Face à cette vulnérabilité, Bangui explore des alternatives, du couloir fluvial Congo-Oubangui jusqu’aux liaisons ferroviaires avec le Tchad. Mais ces options nécessitent de lourds investissements et une coordination régionale qui, pour l’heure, progresse au rythme prudent des négociations sous-régionales.
Objectifs et méthodes de l’opération Tonnerre
Lancée le 19 novembre, l’opération Tonnerre mobilise 120 inspecteurs, appuyés par la police économique, pour examiner les factures, tester la qualité microbiologique des denrées et vérifier l’affichage des prix homologués sur 35 sites commerciaux de la capitale.
Les équipes notent chaque infraction dans une base numérique partagée avec le parquet, une innovation saluée par l’ONG Transparency Centrafrique, qui y voit un outil de traçabilité. Les contrevenants risquent des amendes allant de 50 000 à 5 millions de francs CFA.
Le ministère du Commerce insiste sur la dimension pédagogique : des sessions de sensibilisation au Code de la consommation seront proposées aux fédérations professionnelles après les contrôles. « Nous voulons assainir le marché, pas le braquer », explique Jamel Kanimbia, cheffe de service.
Cadre légal du commerce intérieur
La loi sur la concurrence de 2019, révisée sous la présidence de Faustin-Archange Touadéra, fixe des plafonds de marges bénéficiaires à 15 % sur les produits de première nécessité et autorise le ministre à saisir ou détruire les marchandises jugées dangereuses pour la santé publique.
Le décret d’application, publié au Journal officiel en mars 2020, instaure aussi un registre numérique des prix de référence. Chaque commerçant doit y déclarer ses stocks mensuels. Les manquements répétés peuvent entraîner une suspension de licence, mesure rarement utilisée jusqu’ici faute de moyens de contrôle.
Premiers retours de terrain et réactions des acteurs
Au deuxième jour, 57 boutiques avaient déjà reçu des avertissements, selon une note interne consultée par notre rédaction. Les infractions les plus courantes concernent l’absence d’étiquetage en français et la vente d’huile végétale frelatée, importée en vrac puis reconditionnée localement.
Le Groupement national des commerçants centrafricains soutient l’initiative, tout en demandant un dialogue sur les coûts d’importation. « Il ne faut pas confondre spéculation et répercussion des charges », plaide son président, qui réclame un mécanisme de fixation concertée des marges.

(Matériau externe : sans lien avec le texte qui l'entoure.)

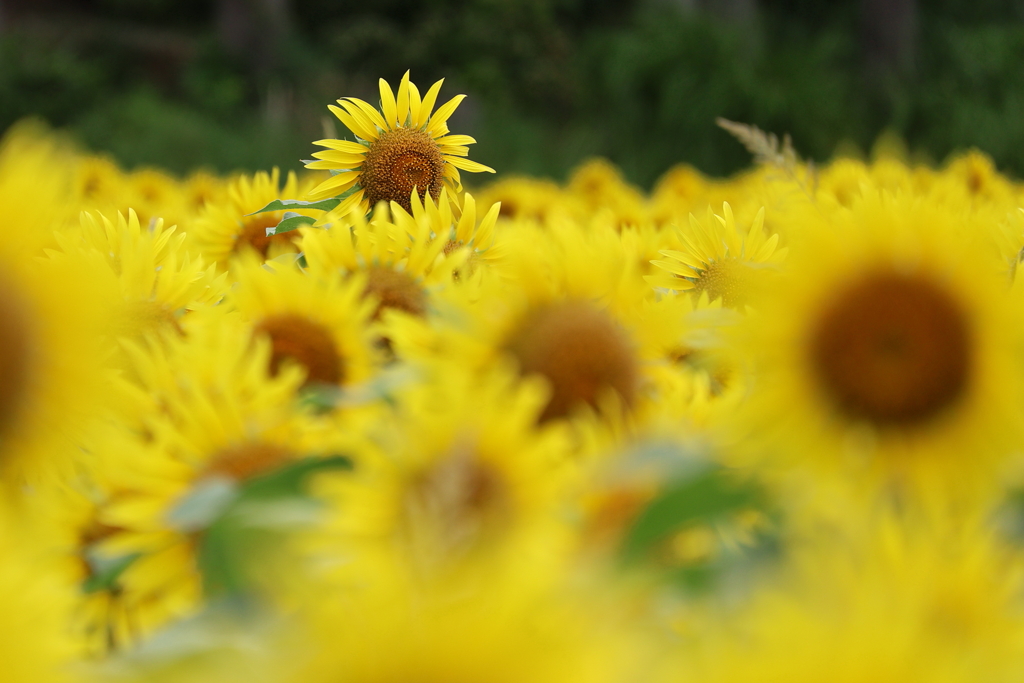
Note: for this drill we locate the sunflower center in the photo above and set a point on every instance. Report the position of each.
(305, 342)
(722, 280)
(249, 460)
(398, 161)
(14, 357)
(580, 350)
(254, 233)
(395, 289)
(459, 495)
(892, 349)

Côté consommateurs, l’association des ménages de Bangui note déjà une légère baisse du prix du kilo de riz indien, passé de 650 à 600 F CFA. « Si l’opération réussit, cela montrera que l’État peut protéger son peuple », se félicite la présidente Hermine-Zita.
Scénarios pour stabiliser les prix
Plusieurs pistes sont explorées par les techniciens du ministère : subvention ciblée du transport routier, exonération temporaire des droits de douane sur le riz importé et mise en concurrence accrue des traders via des achats groupés menés par la Banque centrale.
Des experts de la CEMAC conseillent également de renforcer les entrepôts tampons publics, capables d’injecter rapidement des stocks stratégiques. « Une réserve alimentaire régionale amortirait les chocs exogènes », soutient l’économiste camerounais Aristide Nguembé, invité à Bangui pour une mission d’appui technique.
Et après ?
À l’issue des quatre jours, le ministère compte publier un rapport public assorti d’une cartographie des infractions par quartier. L’objectif est d’instaurer un baromètre trimestriel inspiré des observatoires des prix déployés au Sénégal et en Côte d’Ivoire.
Les bailleurs, notamment la Banque africaine de développement, envisagent d’appuyer financièrement l’élargissement de Tonnerre aux villes secondaires. Une telle extension pourrait renforcer la transparence tout au long des chaînes de distribution, préalable essentiel au climat des affaires recherché par Bangui et ses partenaires.
En coulisses, le gouvernement prépare déjà une version 2.0 de Tonnerre, dotée de capteurs mobiles de température pour surveiller la chaîne du froid des produits laitiers.